Just after the UK officially fell back in to recession for the second time and the Northern Ireland economy continued on its course without seemingly having enjoyed the recovery in between the dips (the drumlin, if you will), you'd be forgiven for thinking the darkest day is upon us.
It certainly seems that way for Spain which also lurched back in to recession this week. Ironically Spain found itself on the end of something rarer than an expanding profit margin these days: a compliment from Germany.
The German economy hasn't had an easy ride over the last few months but remains the most steadfast and secure in Europe.
It's still used as the benchmark from which other country's borrowings are priced and its leaders certainly don't throw compliments around the eurozone.
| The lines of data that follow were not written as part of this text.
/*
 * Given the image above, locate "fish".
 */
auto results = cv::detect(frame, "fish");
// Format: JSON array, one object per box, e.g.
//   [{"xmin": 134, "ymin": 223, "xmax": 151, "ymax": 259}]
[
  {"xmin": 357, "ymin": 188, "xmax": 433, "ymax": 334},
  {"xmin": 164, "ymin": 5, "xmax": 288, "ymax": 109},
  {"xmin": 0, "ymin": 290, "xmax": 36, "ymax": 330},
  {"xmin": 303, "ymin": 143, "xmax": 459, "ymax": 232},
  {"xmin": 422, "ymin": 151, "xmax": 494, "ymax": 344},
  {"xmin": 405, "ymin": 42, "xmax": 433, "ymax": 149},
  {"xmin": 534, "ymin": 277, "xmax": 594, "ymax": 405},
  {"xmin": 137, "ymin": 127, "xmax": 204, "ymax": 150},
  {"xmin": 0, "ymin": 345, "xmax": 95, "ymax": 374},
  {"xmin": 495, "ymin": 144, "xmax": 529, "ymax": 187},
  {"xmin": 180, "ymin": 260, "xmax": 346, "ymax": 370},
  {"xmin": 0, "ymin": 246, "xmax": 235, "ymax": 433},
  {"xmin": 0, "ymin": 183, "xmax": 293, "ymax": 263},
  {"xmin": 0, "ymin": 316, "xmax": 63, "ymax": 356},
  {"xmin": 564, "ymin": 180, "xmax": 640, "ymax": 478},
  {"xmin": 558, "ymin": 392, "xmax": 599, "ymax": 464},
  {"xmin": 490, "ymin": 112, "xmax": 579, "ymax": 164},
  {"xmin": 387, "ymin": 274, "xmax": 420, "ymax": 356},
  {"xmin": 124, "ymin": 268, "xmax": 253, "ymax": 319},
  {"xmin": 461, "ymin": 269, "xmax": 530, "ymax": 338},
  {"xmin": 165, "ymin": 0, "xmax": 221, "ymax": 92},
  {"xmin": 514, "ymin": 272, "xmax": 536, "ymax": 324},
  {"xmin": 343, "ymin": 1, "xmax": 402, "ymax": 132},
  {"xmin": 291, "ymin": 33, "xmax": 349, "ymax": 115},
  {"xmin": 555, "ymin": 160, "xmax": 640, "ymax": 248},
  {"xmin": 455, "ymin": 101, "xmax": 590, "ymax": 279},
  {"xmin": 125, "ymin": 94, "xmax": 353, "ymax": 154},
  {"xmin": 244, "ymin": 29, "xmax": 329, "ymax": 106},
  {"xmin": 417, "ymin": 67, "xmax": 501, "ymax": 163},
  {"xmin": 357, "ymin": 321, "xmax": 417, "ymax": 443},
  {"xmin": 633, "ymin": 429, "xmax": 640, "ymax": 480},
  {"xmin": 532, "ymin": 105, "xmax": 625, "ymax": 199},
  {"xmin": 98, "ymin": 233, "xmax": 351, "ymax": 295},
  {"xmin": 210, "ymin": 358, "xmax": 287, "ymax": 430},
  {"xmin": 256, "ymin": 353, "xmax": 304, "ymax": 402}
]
But that's just what its finance minister Wolfgang Schauble did yesterday as he praised Spain for implementing an austerity package to make the eyes water.
This when Spain has an unemployment rate of nearly 25% of the working population or 50% in the 18-24 age bracket.
What would this advocate of the kind of tough love which might win financial plaudits but certainly doesn't win votes think of our own austerity efforts?
Government spending has been slashed across all areas of Northern Ireland but he might be less than impressed by our attempts to rebalance the economy.
It would appear that the expected job losses have either not taken place of not been reported.
In the fourth quarter of 2011 Northern Ireland had 27.9% employed in the public sector, while Wales only has 25.8%, the North East 24.6% and Scotland 23.8%.
Worringly, Schauble's theory is that you have to take the pain before you can see the gain.
He reckons by enduring austerity now Spain will be well prepared to bounce back when it's worked out its debt and the global economy is on its uppers.
It'll certainly be a lot leaner, much more so than the Northern Ireland economy.
It's not easy but if we're to be an economic force to be reckoned with in years to come we need to finish the job of rebalancing now.
If we do that then there may be a few more dark days to come but there'll definitely be many thousands of bright days ahead.